Because they're not programmers. And they aren't interested in hiring competent programmers to write their mostly-still-trivial "programs", especially since the programmer will often have to expensively recreate a lot of functionality already included in Excel/Word/etc, starting with reading and writing data into extremely complex and poorly documented Office file formats for interoperability with everything else they do.
They write complex monstrosities in Excel, not because it's the right tool for the job, but because it's the only tool they know that's even vaguely appropriate to the job, and they can learn new "tricks" incrementally from whatever place of developmental ignorance they start from. And VBA is an outgrowth of that - a "horrible" language that encourages you to do a whole lot of things in really bad ways, but easy to learn in tidbit-sized chunks when you just need to add *this* little bit of extra functionality beyond what you and your predecessors have already managed to do.
--- Most topics have many sides worth arguing, allow me to take one opposite you.
"Business logic" seems to mostly be code for just that - really basic math (and often convoluted conditionals) that can be implemented (badly) in a spreadsheet (augmented by basic scripting), by people who aren't competent programmers, aren't interested in becoming so, and aren't interested in paying for someone who is to do the work for them.
And lets be honest, that last one is actually a pretty reasonable position considering the difficulty in evaluating the competence and integrity of anyone claiming to be a competent programmer for short-duration contract work.
And frankly the first two are as well - these are people hired as office workers - if they had the skill and desire to become programmers, they mostly wouldn't be there in the first place.
Scripting and "business logic" is basically the badly programmed glue that holds together projects not worth hiring a dedicated programmer for. Or at least that's where it starts, though like any program feature creep feeds its cancer-like growth, potentially fueled by business growth until you've got something so large that it really should be done right, but now it will take years of expensive programmer time to re-implement properly without breaking anything.
--- Most topics have many sides worth arguing, allow me to take one opposite you.
As a programmer, when my wife needed a simple way to track sales for her print business, I gave her an Excel spreadsheet with a few macros.
By taking that shortcut (and using the access management facilities which already exist in Office) I was able to avoid building an entire I/O interface complete with entry forms and reports, didn't have to worry about infrastructure or what the database should look like, and could skip right over authentication. For what amounts to a single user system, it actually makes perfect sense.
This was done done during my workday, it took me about 2 hours; I could have spent a week, full-time, developing the database, implementing a secure authentication system, designing and implementing the forms, designing and implementing the reports, and tweaking all of that until it made sense to the end user, an it would have cost between $2600 and $6000 depending on which client(s) I was setting aside in order to get that done. In the end, I worked two hours extra the day I did it, so it didn't cost me anything; but there's no way I would have put in an extra 40 for that.

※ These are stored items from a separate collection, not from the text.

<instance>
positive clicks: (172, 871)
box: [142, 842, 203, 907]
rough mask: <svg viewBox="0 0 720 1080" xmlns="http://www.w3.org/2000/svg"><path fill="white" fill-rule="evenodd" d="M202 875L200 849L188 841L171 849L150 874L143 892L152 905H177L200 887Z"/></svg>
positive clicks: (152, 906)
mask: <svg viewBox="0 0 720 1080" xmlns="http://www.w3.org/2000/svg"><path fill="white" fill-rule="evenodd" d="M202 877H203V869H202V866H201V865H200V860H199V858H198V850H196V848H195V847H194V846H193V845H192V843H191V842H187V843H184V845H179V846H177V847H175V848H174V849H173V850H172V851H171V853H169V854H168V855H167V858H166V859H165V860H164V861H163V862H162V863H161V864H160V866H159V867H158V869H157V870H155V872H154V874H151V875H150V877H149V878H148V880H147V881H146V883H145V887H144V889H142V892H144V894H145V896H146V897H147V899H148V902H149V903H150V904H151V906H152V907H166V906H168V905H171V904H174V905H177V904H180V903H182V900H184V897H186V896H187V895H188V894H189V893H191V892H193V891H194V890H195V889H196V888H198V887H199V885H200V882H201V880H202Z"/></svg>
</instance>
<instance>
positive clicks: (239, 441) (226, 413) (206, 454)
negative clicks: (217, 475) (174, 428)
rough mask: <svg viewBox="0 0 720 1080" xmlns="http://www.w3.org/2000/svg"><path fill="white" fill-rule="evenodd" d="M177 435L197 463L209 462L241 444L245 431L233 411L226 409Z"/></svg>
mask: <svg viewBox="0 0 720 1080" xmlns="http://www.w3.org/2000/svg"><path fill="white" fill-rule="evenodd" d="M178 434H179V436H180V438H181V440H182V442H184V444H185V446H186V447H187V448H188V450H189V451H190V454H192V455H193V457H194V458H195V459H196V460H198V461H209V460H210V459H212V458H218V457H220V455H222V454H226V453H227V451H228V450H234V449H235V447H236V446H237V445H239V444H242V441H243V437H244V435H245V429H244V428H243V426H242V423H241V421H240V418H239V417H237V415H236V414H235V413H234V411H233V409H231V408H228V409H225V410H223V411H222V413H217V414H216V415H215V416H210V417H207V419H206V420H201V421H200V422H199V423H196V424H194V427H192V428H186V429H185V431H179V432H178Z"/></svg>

Now, when someone's paying me they're gonna get the whole enchilada, because that's what they're paying me for... and because I can bill for it. But, even then there are times when they tell me it's for one person, or one event, or some other single-use reason, and they don't want to pay for it -- I point out how the work may be useful in the future and, when they can show me that it won't be, they get an Office "application" if that's what they're after.
Sometimes the right tool for the job is the tool that can do the job quickly, cheaply, and without requiring a bunch of other tools.
APK quotes people (including myself) without context and should not be trusted. Just thought you should know.